In Topçuoğlu’s recent photographs there is a sense of anxiety, an uncanny instability suggested by the asymmetrical gestures, which imply a state of indeterminate conflict. Anxious figures, like tightrope walkers, try to carry out a balancing act. The female characters are choreographed in ways reminiscent of those Baroque paintings where flowing lines intertwine within dynamic figural compositions.
Sometimes the sense of imbalance is sustained by a diagonal line connecting two seemingly opposite poles: the faux mobility of stuffed animals on the one hand and the stark dynamism of figural composition on the other. Obviously, these being photographs, pictures, all action can only be suggested, the living parrot and the dead birds are equally inert within the frame.
There has been a continuous narrative in Topçuoğlu’s allegorical works. The students we witnessed in the early ‘Readers’ series have now grown up and are facing the real world, and it does not totally conform to what they have learned in school, it is an alien and dangerous, frightening place.
This is the story of their attempts at dealing now with things mostly beyond their control.

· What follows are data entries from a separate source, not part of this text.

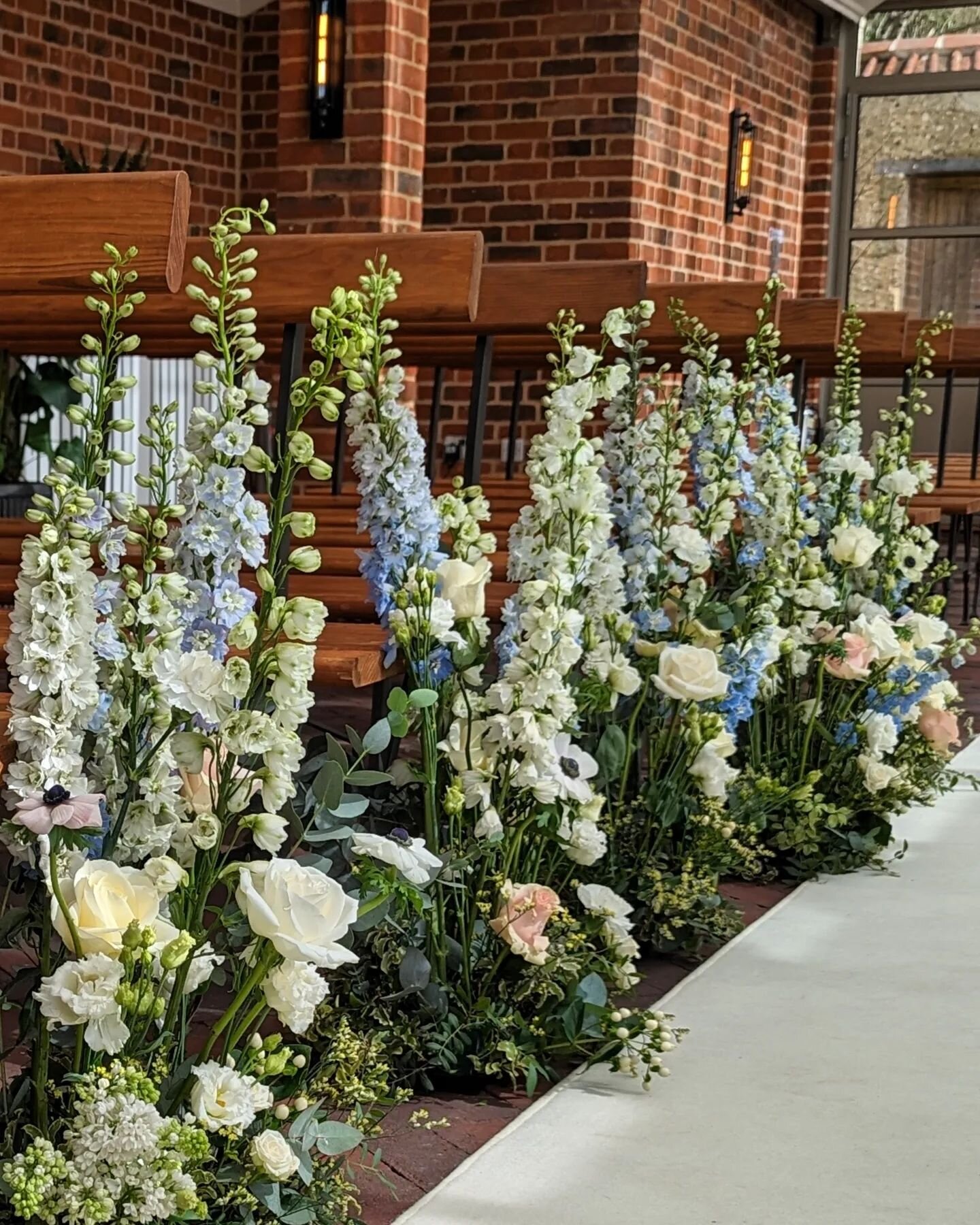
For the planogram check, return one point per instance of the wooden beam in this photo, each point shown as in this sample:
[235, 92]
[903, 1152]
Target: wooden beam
[54, 228]
[724, 306]
[810, 323]
[295, 272]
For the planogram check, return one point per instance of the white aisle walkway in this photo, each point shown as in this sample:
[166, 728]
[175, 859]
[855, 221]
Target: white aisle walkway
[831, 1077]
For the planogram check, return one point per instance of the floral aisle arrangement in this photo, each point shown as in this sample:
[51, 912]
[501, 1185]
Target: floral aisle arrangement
[485, 949]
[154, 712]
[857, 713]
[666, 750]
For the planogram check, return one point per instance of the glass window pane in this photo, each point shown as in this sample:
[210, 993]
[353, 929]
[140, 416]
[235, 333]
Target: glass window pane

Their futile attempts to find respite in knowledge and natural sciences having failed, they have to confront frustrating conflicts and the questions of identity head-on.
The seemingly non-conformist behavior of the characters reflect their frustration: they struggle, caress, cuddle, fight, touch, and support each other all in an attempt to keep their balance, to remain stable, to survive in the grown-ups’ world.